Papá frente a su máquina de escribir, mamá junto a la de coser y, como viento huracanado que viajaba entre ambos, la voz airada de mi padre quejándose del monótono traqueteo de pedales y aguja, que le impedían concentrarse en sus escritos. En tal escenario, yo apenas era un objeto inanimado, sin derecho a rechistar y pegado a mi libro en un vano intento de solucionar los problemas de química como quien apresa una mariposa en vuelo. Mi mente divagaba huyendo de los ruidos infernales, pues, aun cuando mamá no protestaba, la vieja olivetti tampoco permanecía muda.
Acababa de cumplir quince años y, como afirmaba mi tía Tere, era un chiquillo despabilado a punto de finalizar el bachillerato, si la química no lo impedía. La tía decía también que me distraía con el vuelo de una mosca, pero no era verdad.
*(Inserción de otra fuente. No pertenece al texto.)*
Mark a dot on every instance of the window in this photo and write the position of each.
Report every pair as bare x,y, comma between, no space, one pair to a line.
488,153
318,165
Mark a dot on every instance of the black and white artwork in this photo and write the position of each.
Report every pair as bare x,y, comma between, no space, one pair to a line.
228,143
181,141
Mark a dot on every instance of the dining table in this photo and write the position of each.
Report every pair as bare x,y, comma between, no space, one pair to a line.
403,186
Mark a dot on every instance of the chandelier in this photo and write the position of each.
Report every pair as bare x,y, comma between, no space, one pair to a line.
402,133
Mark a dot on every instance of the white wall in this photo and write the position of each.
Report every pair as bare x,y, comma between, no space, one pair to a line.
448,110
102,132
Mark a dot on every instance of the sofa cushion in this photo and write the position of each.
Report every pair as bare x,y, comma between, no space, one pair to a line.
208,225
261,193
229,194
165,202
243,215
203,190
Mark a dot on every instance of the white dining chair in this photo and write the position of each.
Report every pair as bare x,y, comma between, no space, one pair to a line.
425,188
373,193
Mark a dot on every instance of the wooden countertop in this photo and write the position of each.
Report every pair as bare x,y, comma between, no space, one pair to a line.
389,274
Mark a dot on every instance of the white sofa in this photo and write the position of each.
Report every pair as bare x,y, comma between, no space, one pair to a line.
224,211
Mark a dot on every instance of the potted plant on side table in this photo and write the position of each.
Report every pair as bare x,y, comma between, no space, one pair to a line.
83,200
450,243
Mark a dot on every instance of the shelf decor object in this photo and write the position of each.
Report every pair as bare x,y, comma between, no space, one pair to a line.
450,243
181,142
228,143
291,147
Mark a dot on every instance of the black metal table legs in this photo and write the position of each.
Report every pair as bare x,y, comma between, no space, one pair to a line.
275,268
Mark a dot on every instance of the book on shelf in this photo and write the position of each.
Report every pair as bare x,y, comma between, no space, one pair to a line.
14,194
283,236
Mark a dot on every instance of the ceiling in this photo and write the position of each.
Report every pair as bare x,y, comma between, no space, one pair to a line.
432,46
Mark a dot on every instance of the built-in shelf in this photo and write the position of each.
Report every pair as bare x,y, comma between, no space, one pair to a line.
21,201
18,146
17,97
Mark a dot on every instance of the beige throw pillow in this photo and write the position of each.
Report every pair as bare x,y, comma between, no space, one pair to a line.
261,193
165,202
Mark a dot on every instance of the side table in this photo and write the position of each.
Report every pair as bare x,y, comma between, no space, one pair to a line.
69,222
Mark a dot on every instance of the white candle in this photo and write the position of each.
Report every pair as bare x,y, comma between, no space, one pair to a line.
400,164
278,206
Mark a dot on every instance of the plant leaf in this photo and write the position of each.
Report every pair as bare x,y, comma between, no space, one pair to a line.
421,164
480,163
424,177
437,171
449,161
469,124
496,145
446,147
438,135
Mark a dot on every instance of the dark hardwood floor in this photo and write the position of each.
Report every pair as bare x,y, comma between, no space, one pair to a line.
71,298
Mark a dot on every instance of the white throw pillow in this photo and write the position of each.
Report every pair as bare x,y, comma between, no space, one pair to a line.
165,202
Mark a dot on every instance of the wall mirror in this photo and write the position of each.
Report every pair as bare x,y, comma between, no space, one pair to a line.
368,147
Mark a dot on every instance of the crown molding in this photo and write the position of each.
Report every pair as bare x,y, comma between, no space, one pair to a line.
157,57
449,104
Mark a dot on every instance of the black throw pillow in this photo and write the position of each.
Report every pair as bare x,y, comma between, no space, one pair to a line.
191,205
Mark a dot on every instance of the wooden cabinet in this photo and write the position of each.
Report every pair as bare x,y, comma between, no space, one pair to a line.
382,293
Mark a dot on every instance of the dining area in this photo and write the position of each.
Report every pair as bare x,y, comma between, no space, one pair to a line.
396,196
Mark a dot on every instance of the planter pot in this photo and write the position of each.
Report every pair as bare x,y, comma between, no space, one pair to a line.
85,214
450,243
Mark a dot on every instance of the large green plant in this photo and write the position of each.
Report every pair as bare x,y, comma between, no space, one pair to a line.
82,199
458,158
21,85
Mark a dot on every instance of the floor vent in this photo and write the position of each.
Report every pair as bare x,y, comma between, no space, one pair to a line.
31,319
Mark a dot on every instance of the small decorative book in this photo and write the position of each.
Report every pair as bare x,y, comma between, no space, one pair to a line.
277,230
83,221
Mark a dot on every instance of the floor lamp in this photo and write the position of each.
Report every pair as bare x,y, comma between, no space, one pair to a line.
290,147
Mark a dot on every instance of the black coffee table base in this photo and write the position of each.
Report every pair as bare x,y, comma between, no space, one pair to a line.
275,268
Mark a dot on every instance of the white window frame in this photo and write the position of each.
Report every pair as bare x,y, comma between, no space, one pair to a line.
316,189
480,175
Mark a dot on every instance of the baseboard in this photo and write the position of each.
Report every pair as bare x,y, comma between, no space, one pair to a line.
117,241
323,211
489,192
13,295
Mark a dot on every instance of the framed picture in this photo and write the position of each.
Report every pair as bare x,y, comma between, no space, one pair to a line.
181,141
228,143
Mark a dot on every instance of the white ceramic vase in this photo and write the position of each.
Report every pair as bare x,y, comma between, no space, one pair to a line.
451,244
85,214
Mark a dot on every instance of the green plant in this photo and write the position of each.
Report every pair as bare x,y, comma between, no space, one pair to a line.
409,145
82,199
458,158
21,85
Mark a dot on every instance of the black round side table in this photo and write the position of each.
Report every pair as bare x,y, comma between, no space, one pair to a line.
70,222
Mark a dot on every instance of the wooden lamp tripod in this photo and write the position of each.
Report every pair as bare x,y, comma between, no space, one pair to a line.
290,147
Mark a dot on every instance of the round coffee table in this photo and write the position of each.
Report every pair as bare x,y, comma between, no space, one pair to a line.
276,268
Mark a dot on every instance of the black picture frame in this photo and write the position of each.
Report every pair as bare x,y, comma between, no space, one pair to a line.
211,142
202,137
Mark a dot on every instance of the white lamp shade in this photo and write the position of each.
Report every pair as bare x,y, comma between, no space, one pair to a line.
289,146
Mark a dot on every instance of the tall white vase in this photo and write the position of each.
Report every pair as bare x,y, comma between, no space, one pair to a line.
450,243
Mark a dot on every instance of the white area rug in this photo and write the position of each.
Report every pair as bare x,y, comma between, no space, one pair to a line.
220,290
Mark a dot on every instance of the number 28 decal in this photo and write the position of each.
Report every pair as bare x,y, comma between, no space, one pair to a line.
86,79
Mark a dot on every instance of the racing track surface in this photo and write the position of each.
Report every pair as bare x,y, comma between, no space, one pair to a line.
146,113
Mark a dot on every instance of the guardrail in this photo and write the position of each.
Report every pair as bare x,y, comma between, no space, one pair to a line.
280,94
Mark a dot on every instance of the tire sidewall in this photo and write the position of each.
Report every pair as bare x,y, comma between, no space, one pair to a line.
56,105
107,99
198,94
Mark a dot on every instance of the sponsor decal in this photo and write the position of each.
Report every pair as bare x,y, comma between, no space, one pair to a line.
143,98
Esos insectos nunca me han importado un pimiento y sólo me incomodaban cuando aterrizaban en mi sopa, zambulléndose inquietos hasta que lograba rescatarles con la cuchara: había que seguir comiendo, pues la mirada severa de mis progenitores no admitía titubeos. Sin embargo, era cierto que algo me perturbaba; no precisamente las moscas, sino Susana, mi vecina. Ambos nacimos el mismo trece de junio y tantas veces como reñíamos hacíamos después las paces. Susana y yo crecimos como hermanos, ya que los dos, por suerte o por desgracia –que eso nunca se sabe–, somos hijos únicos. Por ello, tanto los vecinos como la familia se habían acostumbrado a referirse a nosotros como a “los gemelos”; quizá por no llevar la contraria a todo el mundo, también yo veía a Susana como a una hermana… hasta que dos capullos imponentes brotaron en su pecho.
Susana se cortó las trenzas y su mirada adquirió matices de picardía que añadían un sugerente encanto a nuestros juegos inocentes; mi actitud hacia ella cambió conforme su cuerpo se transformaba y su estatura se elevaba, sobre todo con la ayuda de los zapatos de tacón que calzaba los domingos y que subrayaban la curva firme de sus caderas, cada día más redondas. Pili, una compañera que no tragaba a Susana dio el chivatazo a las monjas y nos acusó de besarnos de modo poco fraternal… Desde entonces, las religiosas controlaron con celo inusitado cada uno de los pasos de Susana. Parecía como si los chicos portásemos un virus muy contagioso, proclive a quebrantar la salud espiritual de las alumnas a poco que nos aproximáramos “Quien ama el peligro, perecerá en él”, repetían incansables en monótona letanía las reverendas hasta amedrentar a las chiquillas más tímidas, de tal guisa que ellas, aunque lo deseasen ardientemente, se abstenían de rozar con su piel la de cualquier muchacho. Intolerantes hasta la médula, las pías hermanas llevaban cuentas de todo cuanto acontecía a su alrededor, pero sólo pasaban las de su santo rosario.
La madre Hortensia, distinguido baluarte de la disciplina en el colegio, se convirtió en celoso cancerbero de Susana y retrasaba su hora de salida con la magia de una y mil tretas: aunque ella llevaba siempre la melena recogida, no mascaba chicle y hacía puntualmente sus deberes, la más insignificante minucia servía como pretexto para castigarla. Yo esperaba cuanto fuese necesario, oculto tras los setos próximos al colegio para esquivar la vigilancia de las monjas, pues me esperaba la mejor recompensa: unos minutos en los que Susana caminaría junto a mí, muy próximos nuestros cuerpos que al final se unirían durante un instante al despedirnos en la puerta de su casa. Eran sólo unos segundos infinitos, pletóricos de amor, que yo intentaba prolongar alentado por la complicidad de Susana.
Susana era el motor de mi vida y me hacía sentir capaz de conquistar el mundo e incluso de aprobar la química… aunque, cuando estábamos juntos, sólo deseaba enlazarla por la cintura y susurrarle al oído poesías robadas a Bécquer mientras sentía su pecho palpitante próximo al mío.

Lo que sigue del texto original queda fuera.